PASR: Pose-Aware 3D Shape Retrieval from Occluded Single Views

arXiv cs.CV / 4/27/2026

📰 NewsIdeas & Deep AnalysisModels & Research

Key Points

  • The paper introduces PASR, a pose-aware framework for retrieving 3D shapes from a single, potentially occluded image.
  • PASR formulates retrieval as a feature-level analysis-by-synthesis problem, distilling knowledge from the 2D foundation model DINOv3 into a 3D encoder.
  • During inference, it uses test-time optimization to jointly search for the best shape and pose by reconstructing patch-level 2D feature maps from the input image.
  • The method is designed to be robust to partial occlusions and to better capture fine-grained geometric details, outperforming prior approaches on both clean and occluded benchmarks.
  • PASR also supports multiple tasks in one framework, delivering strong shape retrieval along with competitive pose estimation and category classification.

Abstract

Single-view 3D shape retrieval is a fundamental yet challenging task that is increasingly important with the growth of available 3D data.
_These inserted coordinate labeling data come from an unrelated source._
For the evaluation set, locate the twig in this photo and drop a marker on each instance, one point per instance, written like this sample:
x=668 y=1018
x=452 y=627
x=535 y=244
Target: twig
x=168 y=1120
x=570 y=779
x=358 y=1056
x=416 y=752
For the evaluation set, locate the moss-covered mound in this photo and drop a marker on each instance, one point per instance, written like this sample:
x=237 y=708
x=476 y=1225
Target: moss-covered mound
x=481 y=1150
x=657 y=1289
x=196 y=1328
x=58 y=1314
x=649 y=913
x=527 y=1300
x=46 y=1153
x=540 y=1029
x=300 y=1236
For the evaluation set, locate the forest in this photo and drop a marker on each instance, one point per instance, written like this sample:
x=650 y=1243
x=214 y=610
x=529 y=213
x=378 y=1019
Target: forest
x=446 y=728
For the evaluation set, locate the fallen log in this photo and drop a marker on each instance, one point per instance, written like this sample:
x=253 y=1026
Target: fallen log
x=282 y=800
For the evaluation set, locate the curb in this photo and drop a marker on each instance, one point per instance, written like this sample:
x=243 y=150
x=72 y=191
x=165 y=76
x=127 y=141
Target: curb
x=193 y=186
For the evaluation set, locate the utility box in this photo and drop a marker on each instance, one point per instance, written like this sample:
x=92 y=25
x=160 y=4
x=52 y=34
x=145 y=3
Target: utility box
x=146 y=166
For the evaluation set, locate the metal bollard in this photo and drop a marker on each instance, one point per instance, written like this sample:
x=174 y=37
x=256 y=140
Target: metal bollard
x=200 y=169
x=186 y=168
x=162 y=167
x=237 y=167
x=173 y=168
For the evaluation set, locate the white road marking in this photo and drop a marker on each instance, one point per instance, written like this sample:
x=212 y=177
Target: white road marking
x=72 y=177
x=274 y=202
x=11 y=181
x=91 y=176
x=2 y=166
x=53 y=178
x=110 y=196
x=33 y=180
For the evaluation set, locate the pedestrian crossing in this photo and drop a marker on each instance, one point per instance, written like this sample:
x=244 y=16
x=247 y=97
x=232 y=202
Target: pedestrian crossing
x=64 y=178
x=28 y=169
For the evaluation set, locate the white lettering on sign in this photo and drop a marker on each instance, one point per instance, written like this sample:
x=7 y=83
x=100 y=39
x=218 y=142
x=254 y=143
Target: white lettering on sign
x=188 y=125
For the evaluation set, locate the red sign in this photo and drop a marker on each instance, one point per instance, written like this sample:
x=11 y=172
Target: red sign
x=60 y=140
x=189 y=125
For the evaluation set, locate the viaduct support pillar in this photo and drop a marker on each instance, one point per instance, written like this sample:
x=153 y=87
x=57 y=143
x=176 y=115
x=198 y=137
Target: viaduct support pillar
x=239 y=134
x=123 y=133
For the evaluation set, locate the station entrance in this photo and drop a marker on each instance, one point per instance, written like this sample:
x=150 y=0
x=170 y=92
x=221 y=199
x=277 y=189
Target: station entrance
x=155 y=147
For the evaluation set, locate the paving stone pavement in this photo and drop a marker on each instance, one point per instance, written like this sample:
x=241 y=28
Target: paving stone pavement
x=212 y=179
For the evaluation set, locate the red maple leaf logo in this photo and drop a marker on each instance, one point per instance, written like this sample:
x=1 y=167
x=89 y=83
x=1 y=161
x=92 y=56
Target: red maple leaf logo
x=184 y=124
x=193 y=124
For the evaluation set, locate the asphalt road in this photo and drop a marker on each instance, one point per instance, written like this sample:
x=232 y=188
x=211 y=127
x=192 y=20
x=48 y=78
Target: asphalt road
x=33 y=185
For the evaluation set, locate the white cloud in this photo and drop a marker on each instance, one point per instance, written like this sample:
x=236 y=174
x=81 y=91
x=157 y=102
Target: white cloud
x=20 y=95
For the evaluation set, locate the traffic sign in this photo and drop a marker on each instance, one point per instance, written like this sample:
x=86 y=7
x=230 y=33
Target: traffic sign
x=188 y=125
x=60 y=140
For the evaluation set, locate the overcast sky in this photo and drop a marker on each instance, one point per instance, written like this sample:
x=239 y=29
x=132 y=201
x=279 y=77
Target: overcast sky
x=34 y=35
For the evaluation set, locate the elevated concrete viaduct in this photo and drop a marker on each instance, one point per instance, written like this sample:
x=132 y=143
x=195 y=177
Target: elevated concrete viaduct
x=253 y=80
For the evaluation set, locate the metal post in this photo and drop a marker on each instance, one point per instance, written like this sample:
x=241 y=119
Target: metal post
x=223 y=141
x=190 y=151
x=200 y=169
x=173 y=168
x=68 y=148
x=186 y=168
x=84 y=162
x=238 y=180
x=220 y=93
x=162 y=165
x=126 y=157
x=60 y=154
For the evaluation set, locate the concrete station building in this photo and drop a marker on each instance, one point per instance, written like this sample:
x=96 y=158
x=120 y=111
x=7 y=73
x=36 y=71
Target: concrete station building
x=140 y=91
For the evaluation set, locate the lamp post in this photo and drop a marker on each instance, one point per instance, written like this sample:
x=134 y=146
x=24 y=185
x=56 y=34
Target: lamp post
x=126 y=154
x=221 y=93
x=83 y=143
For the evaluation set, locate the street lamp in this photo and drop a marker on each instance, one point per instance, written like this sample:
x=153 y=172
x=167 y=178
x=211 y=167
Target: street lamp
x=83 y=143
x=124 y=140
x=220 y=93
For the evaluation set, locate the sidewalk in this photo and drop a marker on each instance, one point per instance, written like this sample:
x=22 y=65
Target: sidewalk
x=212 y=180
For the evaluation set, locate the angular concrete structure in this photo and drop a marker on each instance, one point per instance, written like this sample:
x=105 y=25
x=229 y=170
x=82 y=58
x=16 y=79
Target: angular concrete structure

Existing approaches largely fall into two categories: those using contrastive learning to map point cloud features into existing vision-language spaces and those that learn a common embedding space for 2D images and 3D shapes. However, these feed-forward, holistic alignments are often difficult to interpret, which in turn limits their robustness and generalization to real-world applications. To address this problem, we propose Pose-Aware 3D Shape Retrieval (PASR), a framework that formulates retrieval as a feature-level analysis-by-synthesis problem by distilling knowledge from a 2D foundation model (DINOv3) into a 3D encoder. By aligning pose-conditioned 3D projections with 2D feature maps, our method bridges the gap between real-world images and synthetic meshes. During inference, PASR performs a test-time optimization via analysis-by-synthesis, jointly searching for the shape and pose that best reconstruct the patch-level feature map of the input image. This synthesis-based optimization is inherently robust to partial occlusion and sensitive to fine-grained geometric details. PASR substantially outperforms existing methods on both clean and occluded 3D shape retrieval datasets by a wide margin. Additionally, PASR demonstrates strong multi-task capabilities, achieving robust shape retrieval, competitive pose estimation, and accurate category classification within a single framework.